CHINESE President Xi Jinping's recent crackdown on a number of corrupt executives, targeting mainly the so-called "petroleum gang", is being lauded by the official Chinese press as displaying a strong commitment to fight corruption.
Indeed, this is the largest shake-up of the petroleum sector in the last two decades, with four top executives of oil giant China National Petroleum Corporation and its subsidiary, PetroChina, being detained and more than 250 mid-level executives of the two firms summoned to help in the investigation.
In addition, all senior executives above the level of divisional head of both companies were asked to cancel their overseas travelling plans for the time being.
A former CNPC chairman, Mr Jiang Jiemin, was sacked from his position as head of the Cabinet-level commission that oversees state-owned firms.
The anti-corruption drive provides a most convenient pretext for shaking up the petroleum sector. But the real reason behind it is power consolidation by Mr Xi.
To consolidate power, the President needs to weed out the influences of former security czar Zhou Yongkang, whose power base included the petroleum sector.
Mr Xi has to purge Mr Zhou for his alleged collusion with former Chongqing boss Bo Xilai to dethrone him.
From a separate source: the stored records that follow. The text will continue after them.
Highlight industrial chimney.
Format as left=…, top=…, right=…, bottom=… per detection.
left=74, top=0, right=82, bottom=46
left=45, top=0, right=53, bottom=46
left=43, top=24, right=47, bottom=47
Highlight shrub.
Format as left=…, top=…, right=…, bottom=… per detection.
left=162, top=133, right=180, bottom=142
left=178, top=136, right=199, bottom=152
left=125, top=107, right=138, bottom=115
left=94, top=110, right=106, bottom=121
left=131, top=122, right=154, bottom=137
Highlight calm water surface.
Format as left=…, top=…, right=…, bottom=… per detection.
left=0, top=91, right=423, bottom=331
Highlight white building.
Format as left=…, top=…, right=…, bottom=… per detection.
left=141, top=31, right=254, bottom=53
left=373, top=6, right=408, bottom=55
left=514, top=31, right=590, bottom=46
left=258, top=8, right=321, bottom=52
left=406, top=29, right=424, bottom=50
This attempted coup came to light only when Bo's right-hand man, former Chongqing police chief Wang Lijun, defected to the US consulate in Chengdu in February last year.
During Bo's trial last month for graft, bribery and abuse of power, the close relationship between the two was again highlighted when Bo, in his defence, argued that the way he handled Wang's defection was based on a "six-point instruction from a senior leader". There is little doubt that the "senior leader" was Mr Zhou, then in charge of the internal security apparatus.
In addition, Mr Zhou had voted on March 7 last year against sacking Bo from his job after the defection scandal took place, according to a source.
Given the treacherousness of the duo's alleged plot calling into question the loyalty of the man who once controlled the country's internal security, Mr Xi's position cannot be secure unless he goes after Mr Zhou's linkages. Hence this campaign to tear down Mr Zhou's network, layer by layer, beginning with the police system, then his Sichuan province connections and now the petroleum sector.